Chimney Swifts

a small gray bird with an oval like body and full wings

Have you ever looked up and noticed fast, slender, acrobatic birds hunting insects in the sky above you? Or maybe you’ve heard their chittering calls? Well, those could be chimney swifts!


Chimney swifts

Chimney swifts are a fascinating Minnesota bird species. They can be found across Minnesota, both in the city and in the country. They spend a majority of their time flying and hunting insects. When they’re not flying, they perch on vertical or near-vertical surfaces and build their nests in areas that most other birds would find completely inaccessible.

As their name implies, they most commonly nest in chimneys or similar structures. Chimney swifts roost together in large numbers in a single chimney. They make their homes in schools, factories, churches, and old buildings…really any available chimney!

Chimney swifts are the only swift that nests in Minnesota, and their populations have declined drastically in the last 50 years.


How to ID Chimney swifts

Swifts are usually gray. They have a small, oval body that is sometimes referenced as a “flying cigar” type silhouette. Their wings are skinny and curved and they move with quick, shallow wingbeats. Their tails are short and squared at the tip.

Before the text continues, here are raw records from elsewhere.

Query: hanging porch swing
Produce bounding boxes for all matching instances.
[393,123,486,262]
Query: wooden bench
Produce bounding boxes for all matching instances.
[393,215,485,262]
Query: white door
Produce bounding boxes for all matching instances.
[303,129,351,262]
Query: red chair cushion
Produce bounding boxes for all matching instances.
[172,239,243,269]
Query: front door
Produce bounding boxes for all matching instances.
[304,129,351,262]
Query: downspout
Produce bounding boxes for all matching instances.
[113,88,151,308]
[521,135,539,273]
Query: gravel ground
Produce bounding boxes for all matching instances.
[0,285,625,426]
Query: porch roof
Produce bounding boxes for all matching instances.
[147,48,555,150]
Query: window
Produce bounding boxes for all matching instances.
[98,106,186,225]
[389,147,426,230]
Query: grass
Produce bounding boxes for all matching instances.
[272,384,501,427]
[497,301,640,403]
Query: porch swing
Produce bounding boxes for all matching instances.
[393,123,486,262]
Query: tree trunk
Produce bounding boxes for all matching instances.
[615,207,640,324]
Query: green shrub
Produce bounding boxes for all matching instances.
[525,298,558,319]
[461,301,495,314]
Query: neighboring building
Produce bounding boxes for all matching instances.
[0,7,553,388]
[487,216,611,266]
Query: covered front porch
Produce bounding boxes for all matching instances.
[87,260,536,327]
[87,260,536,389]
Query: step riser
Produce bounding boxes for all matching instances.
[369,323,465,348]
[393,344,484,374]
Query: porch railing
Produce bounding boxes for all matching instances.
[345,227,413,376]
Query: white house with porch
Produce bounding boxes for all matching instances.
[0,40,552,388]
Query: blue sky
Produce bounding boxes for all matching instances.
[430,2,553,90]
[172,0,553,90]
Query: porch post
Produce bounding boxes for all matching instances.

Swifts can often be confused with swallows. One quick way to differentiate them is color: if you see flashes of blue or orange or other colors, that’s probably a swallow. They also fly differently. If the bird has long, skinny wings that look like they’re fluttering, that’s a swift. If they have thick wings that taper off near the ends, that’s a swallow. Where the bird is flying can also be a clue. Swifts tend to hunt high above, over the tops of buildings or trees, while swallows are more likely to be seen swooping low.